This Substack’s subdomain is blocked by my fake news filter so now I’m left wondering: who’s wrong?

[–] sundray@lemmus.org 32 points 1 week ago (1 children)

Here's a more even-handed take from Wired: http://archive.today/uwx3J

They suppose that scamming/spamming is the main purpose behind the SIM farm, rather than deliberately crashing the cell network.

[–] sbv@sh.itjust.works 8 points 1 week ago

The Wired story says the same thing but with more context and less "trust me, bro".

They are both interesting reads.

[–] sbv@sh.itjust.works 12 points 1 week ago (1 children)

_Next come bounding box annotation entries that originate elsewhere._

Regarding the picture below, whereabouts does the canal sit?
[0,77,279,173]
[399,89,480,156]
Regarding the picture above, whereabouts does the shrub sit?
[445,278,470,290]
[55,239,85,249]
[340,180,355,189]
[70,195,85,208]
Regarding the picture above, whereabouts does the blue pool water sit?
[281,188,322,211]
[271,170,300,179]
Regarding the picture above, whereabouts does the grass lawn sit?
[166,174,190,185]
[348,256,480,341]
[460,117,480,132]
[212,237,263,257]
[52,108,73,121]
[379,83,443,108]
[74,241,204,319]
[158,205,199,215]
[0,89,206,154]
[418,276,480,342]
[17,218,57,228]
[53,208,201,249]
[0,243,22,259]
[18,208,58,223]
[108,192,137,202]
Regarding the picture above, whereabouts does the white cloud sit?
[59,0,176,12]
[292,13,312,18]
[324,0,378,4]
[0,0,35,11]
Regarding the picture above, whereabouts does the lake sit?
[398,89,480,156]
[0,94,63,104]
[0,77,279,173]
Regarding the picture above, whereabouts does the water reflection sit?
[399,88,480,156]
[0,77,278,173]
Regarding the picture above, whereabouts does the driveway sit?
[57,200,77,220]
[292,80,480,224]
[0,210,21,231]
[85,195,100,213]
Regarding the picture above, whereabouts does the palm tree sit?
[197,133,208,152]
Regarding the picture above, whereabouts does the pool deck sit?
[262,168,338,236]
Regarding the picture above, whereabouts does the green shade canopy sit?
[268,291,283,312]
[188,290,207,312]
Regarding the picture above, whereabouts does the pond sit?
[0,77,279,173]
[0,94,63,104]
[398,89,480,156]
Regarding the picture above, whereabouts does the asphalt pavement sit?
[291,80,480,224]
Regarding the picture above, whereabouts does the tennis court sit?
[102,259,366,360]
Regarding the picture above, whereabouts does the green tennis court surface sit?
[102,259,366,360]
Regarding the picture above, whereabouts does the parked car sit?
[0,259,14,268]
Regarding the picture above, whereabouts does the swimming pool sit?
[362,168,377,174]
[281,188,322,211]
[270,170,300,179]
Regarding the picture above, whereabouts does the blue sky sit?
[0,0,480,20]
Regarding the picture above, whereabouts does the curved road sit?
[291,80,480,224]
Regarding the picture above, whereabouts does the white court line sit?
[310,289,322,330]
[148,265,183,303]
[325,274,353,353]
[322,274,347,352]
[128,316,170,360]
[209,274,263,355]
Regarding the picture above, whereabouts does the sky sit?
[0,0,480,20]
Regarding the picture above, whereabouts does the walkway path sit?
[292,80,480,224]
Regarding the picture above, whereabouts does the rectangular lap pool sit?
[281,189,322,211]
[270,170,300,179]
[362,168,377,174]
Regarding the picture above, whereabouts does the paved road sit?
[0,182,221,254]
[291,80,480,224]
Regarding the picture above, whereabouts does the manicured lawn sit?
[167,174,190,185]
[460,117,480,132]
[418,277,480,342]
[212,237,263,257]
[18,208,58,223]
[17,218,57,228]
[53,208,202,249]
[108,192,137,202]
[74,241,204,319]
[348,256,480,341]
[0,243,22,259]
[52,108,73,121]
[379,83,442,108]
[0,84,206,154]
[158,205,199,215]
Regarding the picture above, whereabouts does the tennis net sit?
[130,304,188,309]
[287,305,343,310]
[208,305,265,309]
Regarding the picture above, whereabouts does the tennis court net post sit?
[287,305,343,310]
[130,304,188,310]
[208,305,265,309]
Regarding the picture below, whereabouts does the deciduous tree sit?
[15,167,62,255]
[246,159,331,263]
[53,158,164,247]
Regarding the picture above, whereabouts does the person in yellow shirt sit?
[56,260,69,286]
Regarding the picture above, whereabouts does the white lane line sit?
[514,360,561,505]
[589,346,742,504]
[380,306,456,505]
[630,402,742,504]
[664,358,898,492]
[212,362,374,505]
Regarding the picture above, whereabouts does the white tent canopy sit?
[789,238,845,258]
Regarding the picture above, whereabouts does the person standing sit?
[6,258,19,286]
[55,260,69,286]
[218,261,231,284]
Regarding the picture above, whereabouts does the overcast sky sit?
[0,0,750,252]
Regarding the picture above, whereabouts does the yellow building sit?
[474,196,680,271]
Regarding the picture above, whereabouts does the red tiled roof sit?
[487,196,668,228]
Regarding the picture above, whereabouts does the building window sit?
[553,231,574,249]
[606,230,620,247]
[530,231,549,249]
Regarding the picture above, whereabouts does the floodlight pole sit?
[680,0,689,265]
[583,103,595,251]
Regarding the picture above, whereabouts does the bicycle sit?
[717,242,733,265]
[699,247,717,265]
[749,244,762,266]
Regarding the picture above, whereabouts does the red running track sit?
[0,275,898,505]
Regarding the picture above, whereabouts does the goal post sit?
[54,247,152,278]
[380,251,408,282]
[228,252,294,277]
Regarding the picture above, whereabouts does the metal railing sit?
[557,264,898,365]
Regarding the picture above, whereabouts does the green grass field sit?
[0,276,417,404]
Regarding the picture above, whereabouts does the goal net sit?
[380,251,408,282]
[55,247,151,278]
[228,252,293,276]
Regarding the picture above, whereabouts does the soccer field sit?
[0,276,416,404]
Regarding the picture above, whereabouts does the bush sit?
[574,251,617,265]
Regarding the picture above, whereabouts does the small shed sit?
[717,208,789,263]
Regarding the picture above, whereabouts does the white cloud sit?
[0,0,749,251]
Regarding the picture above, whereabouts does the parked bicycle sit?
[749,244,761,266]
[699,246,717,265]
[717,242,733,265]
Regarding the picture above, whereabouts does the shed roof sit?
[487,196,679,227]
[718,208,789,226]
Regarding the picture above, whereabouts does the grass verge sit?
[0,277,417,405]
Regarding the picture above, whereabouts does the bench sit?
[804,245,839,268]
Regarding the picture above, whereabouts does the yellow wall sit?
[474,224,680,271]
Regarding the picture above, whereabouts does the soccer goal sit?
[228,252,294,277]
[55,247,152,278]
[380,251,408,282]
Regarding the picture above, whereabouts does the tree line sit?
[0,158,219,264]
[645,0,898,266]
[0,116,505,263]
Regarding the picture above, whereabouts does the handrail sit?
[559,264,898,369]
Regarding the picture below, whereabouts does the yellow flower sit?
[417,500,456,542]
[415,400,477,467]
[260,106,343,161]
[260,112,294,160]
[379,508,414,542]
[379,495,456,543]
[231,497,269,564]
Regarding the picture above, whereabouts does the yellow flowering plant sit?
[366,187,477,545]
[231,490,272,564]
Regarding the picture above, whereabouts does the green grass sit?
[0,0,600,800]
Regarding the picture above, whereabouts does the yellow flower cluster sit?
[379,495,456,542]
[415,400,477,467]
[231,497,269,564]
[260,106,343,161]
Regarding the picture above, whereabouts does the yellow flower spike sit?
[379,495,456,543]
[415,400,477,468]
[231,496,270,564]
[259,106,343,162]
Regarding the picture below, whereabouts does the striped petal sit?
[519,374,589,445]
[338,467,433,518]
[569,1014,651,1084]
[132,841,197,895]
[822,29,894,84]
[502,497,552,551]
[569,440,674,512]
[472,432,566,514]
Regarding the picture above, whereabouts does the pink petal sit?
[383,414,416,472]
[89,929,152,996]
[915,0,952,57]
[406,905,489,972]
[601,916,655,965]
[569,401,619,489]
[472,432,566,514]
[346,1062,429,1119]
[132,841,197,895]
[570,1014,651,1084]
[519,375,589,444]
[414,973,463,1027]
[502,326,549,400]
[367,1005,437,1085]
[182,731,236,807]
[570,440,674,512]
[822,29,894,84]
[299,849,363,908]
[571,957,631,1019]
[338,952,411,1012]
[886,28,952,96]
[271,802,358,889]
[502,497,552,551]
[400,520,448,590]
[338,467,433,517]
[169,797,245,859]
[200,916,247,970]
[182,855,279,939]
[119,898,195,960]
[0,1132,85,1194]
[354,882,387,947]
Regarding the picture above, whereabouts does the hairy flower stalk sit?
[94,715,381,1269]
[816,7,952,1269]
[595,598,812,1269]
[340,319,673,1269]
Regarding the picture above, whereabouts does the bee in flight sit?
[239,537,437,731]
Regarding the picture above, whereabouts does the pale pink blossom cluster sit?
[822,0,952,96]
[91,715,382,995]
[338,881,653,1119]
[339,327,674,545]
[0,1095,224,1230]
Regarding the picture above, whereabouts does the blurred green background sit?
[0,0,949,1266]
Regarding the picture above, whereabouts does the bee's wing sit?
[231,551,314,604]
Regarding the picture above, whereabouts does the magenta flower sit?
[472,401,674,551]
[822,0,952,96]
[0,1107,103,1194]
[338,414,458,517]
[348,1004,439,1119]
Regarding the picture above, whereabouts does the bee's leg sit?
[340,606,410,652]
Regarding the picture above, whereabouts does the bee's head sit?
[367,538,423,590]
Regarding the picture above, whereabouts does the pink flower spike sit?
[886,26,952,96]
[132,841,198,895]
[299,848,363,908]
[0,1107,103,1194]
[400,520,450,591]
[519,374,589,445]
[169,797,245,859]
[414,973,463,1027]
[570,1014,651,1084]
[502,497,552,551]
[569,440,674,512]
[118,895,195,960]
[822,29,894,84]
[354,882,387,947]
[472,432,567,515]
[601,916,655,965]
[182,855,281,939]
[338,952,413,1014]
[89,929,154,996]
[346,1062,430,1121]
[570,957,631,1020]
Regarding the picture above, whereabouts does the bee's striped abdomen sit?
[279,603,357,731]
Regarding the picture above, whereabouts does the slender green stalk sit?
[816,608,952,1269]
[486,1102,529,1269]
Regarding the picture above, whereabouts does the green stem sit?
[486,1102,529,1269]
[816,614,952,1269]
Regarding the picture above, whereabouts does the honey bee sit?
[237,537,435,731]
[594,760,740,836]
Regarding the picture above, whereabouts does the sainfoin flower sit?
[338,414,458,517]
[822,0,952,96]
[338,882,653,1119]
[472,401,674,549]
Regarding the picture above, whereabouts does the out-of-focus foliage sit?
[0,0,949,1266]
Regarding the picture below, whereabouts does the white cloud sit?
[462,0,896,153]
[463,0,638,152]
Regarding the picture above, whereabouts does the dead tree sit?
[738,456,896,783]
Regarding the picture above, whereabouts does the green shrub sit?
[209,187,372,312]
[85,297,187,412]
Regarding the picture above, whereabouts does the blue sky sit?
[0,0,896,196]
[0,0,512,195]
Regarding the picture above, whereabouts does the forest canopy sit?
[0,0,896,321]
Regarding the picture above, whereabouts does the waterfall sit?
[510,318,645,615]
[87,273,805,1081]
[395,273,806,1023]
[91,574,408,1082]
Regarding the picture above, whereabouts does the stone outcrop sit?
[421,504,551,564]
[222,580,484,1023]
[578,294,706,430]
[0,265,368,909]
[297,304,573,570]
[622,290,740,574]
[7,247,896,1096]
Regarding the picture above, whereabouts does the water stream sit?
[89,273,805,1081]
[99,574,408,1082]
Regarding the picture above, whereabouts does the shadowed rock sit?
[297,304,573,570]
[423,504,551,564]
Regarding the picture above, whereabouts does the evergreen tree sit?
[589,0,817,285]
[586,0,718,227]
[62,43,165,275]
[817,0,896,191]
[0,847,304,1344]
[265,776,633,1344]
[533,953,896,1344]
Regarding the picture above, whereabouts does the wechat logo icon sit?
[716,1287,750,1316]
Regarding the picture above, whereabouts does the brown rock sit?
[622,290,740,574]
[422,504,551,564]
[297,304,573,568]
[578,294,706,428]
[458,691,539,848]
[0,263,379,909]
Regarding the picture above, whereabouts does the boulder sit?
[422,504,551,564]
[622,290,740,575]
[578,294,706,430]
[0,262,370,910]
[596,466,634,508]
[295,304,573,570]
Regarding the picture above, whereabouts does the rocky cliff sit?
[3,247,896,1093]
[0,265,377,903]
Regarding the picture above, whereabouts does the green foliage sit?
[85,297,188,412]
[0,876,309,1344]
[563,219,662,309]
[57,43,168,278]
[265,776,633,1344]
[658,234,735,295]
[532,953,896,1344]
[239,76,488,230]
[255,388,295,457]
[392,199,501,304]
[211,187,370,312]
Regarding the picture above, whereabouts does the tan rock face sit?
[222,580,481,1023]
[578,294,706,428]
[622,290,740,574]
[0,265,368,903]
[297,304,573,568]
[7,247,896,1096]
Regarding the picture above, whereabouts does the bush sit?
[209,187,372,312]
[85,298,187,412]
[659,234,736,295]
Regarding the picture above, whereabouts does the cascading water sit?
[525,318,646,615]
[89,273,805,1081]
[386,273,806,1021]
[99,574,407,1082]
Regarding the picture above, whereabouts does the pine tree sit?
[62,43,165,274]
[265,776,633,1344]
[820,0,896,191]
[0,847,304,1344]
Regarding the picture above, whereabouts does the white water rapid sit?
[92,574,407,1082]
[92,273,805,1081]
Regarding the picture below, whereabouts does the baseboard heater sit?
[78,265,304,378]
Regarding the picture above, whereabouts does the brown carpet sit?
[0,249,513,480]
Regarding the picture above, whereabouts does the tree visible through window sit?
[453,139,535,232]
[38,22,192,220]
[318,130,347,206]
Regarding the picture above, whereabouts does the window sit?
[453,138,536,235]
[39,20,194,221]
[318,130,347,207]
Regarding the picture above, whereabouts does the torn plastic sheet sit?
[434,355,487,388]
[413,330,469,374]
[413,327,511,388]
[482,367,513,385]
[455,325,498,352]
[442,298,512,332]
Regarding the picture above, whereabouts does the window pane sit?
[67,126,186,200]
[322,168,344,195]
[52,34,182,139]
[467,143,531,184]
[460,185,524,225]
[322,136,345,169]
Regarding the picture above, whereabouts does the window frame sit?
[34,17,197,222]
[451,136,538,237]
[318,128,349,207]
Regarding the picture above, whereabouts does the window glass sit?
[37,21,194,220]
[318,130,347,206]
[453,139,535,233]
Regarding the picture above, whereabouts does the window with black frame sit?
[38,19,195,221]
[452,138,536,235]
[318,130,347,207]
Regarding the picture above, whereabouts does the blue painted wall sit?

Everything that dude says passes the sniff test: it seems like it could be explained as a run of the mill criminal spamming operation. The Secret Service story doesn't offer evidence that there's anyone extraordinary about it.

FWIW the dude also makes a number of unsupported statements that seem to be "trust me bro, I'm a hacker". The statements aren't outlandish, so maybe.

[–] undefined@lemmy.hogru.ch 4 points 1 week ago

I think the mainstream news sources claiming this is some attack on the cellular networks and/or the UN are wrong for sure.

I’m not sure what he said but the headline makes it sound like the entire story (finding the equipment) is bogus.

[–] lemming741@lemmy.world 10 points 1 week ago

The most telling detail is the least technical. Why include the distance to the UN when that number is 35 miles?